In his book, The Lion, the Witch and the Wardrobe  the Christian author, C. S. Lewis creates the figure of Aslan.  Aslan is a Christ Figure, the “Great Lion,” “Son of the Emperor Beyond the Sea.” Near the beginning as the name “Aslan” is mentioned, Peter, Susan, and Lucy are strangely attracted to the name. But, when they learn that he is a lion, they begin to wonder just what it will be like to meet a great and powerful beast, the Great Lion himself. So, during a conversation in Beaver’s House, Lucy asks the question, “Is he safe?” “Safe?” Mr. Beaver replies, “Don’t you hear what Mrs. Beaver tells you? Who said anything about Safe? Course he isn’t. But he’s good. He’s the King, I tell you.” 
Lewis took his image of Aslan as a Christ figure from texts in Old and New Testaments that speak of the Lion of the Tribe of Judah in Messianic terms.
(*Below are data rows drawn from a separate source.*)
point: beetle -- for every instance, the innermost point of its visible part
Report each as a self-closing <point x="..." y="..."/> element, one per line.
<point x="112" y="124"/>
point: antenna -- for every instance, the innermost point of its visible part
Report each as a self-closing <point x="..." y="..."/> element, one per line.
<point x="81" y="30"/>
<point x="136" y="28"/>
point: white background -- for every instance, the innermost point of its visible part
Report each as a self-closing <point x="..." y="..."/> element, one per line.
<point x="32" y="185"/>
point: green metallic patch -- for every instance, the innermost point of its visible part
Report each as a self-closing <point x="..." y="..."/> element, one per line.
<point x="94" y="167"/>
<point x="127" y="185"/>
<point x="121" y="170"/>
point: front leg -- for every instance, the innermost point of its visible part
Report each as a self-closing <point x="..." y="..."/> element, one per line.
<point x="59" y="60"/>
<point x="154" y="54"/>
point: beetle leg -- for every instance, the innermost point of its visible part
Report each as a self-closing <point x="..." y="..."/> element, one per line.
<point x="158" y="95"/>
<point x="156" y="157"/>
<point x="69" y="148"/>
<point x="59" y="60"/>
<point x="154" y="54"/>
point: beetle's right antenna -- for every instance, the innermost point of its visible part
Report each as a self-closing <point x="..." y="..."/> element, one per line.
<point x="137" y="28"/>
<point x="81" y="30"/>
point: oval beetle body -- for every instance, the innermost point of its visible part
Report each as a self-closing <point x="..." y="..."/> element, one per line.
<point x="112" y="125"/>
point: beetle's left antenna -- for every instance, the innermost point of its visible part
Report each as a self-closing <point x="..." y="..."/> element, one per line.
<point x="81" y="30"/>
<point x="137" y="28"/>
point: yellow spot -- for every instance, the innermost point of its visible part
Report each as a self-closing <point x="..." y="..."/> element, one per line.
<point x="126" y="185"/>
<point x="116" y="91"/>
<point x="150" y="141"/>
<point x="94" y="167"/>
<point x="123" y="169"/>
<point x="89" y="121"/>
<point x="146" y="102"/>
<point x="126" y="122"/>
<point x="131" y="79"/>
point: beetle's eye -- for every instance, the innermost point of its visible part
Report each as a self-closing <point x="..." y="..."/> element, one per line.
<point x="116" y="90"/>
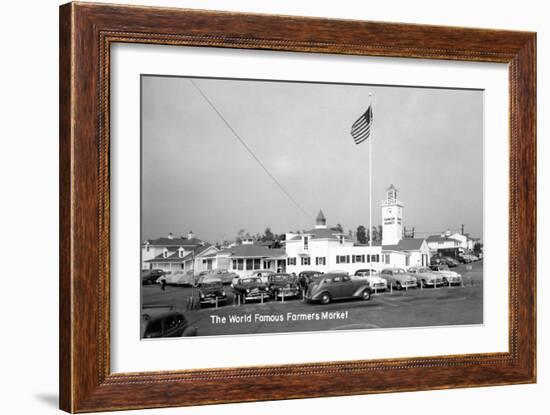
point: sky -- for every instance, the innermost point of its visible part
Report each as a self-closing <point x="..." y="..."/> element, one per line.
<point x="196" y="175"/>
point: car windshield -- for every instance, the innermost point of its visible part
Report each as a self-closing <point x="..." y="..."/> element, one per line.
<point x="280" y="278"/>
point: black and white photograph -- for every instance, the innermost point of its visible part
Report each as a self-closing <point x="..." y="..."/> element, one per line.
<point x="276" y="206"/>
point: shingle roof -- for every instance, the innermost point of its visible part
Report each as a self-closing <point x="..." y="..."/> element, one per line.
<point x="439" y="238"/>
<point x="320" y="234"/>
<point x="175" y="241"/>
<point x="174" y="255"/>
<point x="407" y="244"/>
<point x="252" y="250"/>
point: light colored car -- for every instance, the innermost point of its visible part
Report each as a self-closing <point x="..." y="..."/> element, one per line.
<point x="376" y="282"/>
<point x="398" y="278"/>
<point x="425" y="277"/>
<point x="263" y="274"/>
<point x="449" y="277"/>
<point x="178" y="278"/>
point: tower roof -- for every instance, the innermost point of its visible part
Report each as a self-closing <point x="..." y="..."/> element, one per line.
<point x="321" y="217"/>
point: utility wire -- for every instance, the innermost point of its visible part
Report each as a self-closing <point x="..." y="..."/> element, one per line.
<point x="250" y="151"/>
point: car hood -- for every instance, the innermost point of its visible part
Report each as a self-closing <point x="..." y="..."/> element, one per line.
<point x="284" y="283"/>
<point x="404" y="277"/>
<point x="211" y="290"/>
<point x="374" y="279"/>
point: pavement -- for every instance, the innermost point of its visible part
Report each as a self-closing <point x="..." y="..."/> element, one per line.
<point x="456" y="305"/>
As early as Genesis the Bible prophesies;
Judah is a lion’s cub; from the prey, my son, you have gone up. He stooped down; he crouched as a lion and as a lioness; who dares rouse him? The scepter shall not depart from Judah, nor the ruler’s staff from between his feet, until tribute comes to him; and to him shall be the obedience of the peoples. Genesis 49:9-10).
Over and over in Scripture references are made to the lion-like character of the Messianic King, and often to the lion-like character of Israel’s king. David symbolized the hopes of Israel. It is one of the staples of Old Testament and New Testament prophesy.  However, unless we look at all of Scripture, we may be misled concerning the nature of the King and of his kingdom. In looking at the notion of the Messianic King, we will also look at the New Testament for a look at Revelation and the figure of the Messiah it embodies.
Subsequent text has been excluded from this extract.